YOU NEED MORE THAN BREADCRUMBS
A really basic thing to do is to create audit trails, but businesses have gotten away from this practice. Most companies create no records whatsoever. If you ask them, “Who authorized this change?” their answer is, “Gee, I don’t know.” Thieves aren’t going to suddenly have a moral awakening one day and turn themselves in. You need evidence of wrongdoing. That’s why audit trails were invented.
All access to master file records should be protected by a password and restricted by job function. Computer systems should then automatically create an audit trail of all changes made to those master records, including who made the change. A report of the changes should be printed and reviewed by someone independent of the employee who made the changes. This report is sometimes called an “access matrix.” Checking the access authority of each employee should be part of this review. Determine a standard “access profile” for each employee, and restrict the master file records to these employees. And immediately investigate any unusual or suspicious activity. Most computer systems are designed with audit trail capabilities, but companies rarely use them.

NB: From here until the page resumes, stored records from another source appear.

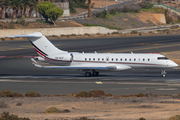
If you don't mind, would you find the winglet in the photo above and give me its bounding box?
[31,58,43,67]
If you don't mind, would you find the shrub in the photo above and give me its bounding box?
[109,9,117,15]
[45,107,60,113]
[106,93,113,97]
[96,10,108,18]
[87,90,106,97]
[137,93,145,97]
[131,30,138,34]
[25,91,41,97]
[16,103,22,106]
[1,38,5,41]
[9,23,15,29]
[72,93,77,97]
[1,112,30,120]
[165,15,173,24]
[0,100,8,108]
[116,7,123,13]
[168,115,180,120]
[139,118,146,120]
[76,91,88,97]
[0,90,23,97]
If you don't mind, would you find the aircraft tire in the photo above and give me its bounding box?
[93,72,99,76]
[85,72,91,77]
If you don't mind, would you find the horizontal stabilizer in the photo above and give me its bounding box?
[6,32,68,57]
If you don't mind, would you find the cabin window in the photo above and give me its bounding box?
[157,57,169,60]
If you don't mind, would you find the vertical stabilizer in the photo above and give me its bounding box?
[6,32,67,57]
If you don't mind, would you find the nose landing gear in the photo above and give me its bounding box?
[161,70,167,77]
[85,70,99,77]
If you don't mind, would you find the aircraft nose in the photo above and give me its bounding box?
[168,61,178,67]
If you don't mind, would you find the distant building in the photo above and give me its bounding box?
[54,0,70,16]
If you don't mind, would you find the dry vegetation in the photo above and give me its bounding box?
[0,90,180,120]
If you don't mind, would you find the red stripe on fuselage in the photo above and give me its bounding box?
[34,48,46,57]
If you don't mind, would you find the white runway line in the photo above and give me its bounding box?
[95,81,103,84]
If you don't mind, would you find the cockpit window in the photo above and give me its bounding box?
[157,57,169,60]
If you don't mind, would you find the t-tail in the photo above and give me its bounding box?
[6,32,68,58]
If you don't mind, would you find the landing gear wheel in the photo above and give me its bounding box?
[161,70,167,77]
[162,75,166,77]
[85,72,91,77]
[93,72,99,76]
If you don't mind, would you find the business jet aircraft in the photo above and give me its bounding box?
[7,32,178,77]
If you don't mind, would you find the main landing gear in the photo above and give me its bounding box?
[161,70,167,77]
[85,70,99,77]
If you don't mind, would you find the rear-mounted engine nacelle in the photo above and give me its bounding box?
[34,57,45,61]
[48,53,73,61]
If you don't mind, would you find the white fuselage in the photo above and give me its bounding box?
[41,53,177,70]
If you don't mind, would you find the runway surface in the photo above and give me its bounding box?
[0,35,180,95]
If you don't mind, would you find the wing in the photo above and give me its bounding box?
[31,59,131,70]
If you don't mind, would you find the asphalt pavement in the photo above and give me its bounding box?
[0,35,180,95]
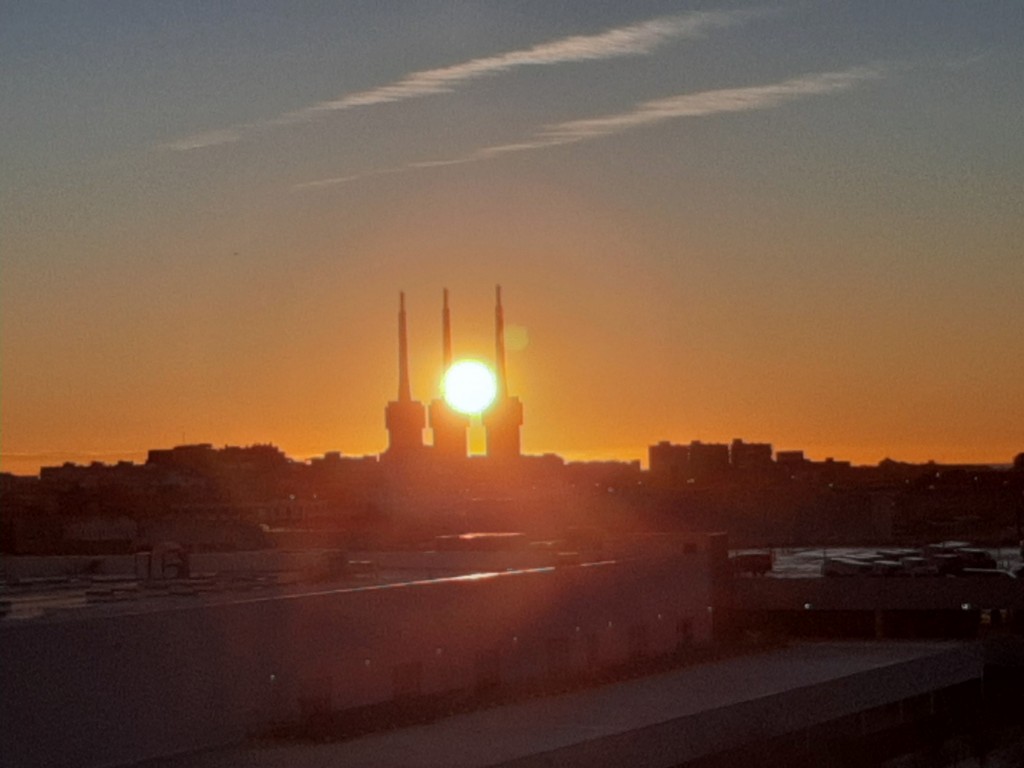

In one recent case, an accounts payable supervisor at a major manufacturer felt his mortgage was a little too large for his comfort. So he did a touch of editing in the master file that contained the company’s suppliers. Since he had no oversight, he could pretty much do as he pleased. He changed one of the vendor names to the name of his mortgage company, and edited in a reference to his loan number. Instead of his company sending a check to the supplier, it sent a sizable principal payment to the employee’s mortgage holder. What tripped him up was that mortgage companies generally won’t accept a large principal payment without specific written instructions. Since the guy wasn’t able to intercept the payment to include a written note, the mortgage company returned the check to the manufacturer and the fraud was uncovered. It would have been caught with an audit trail.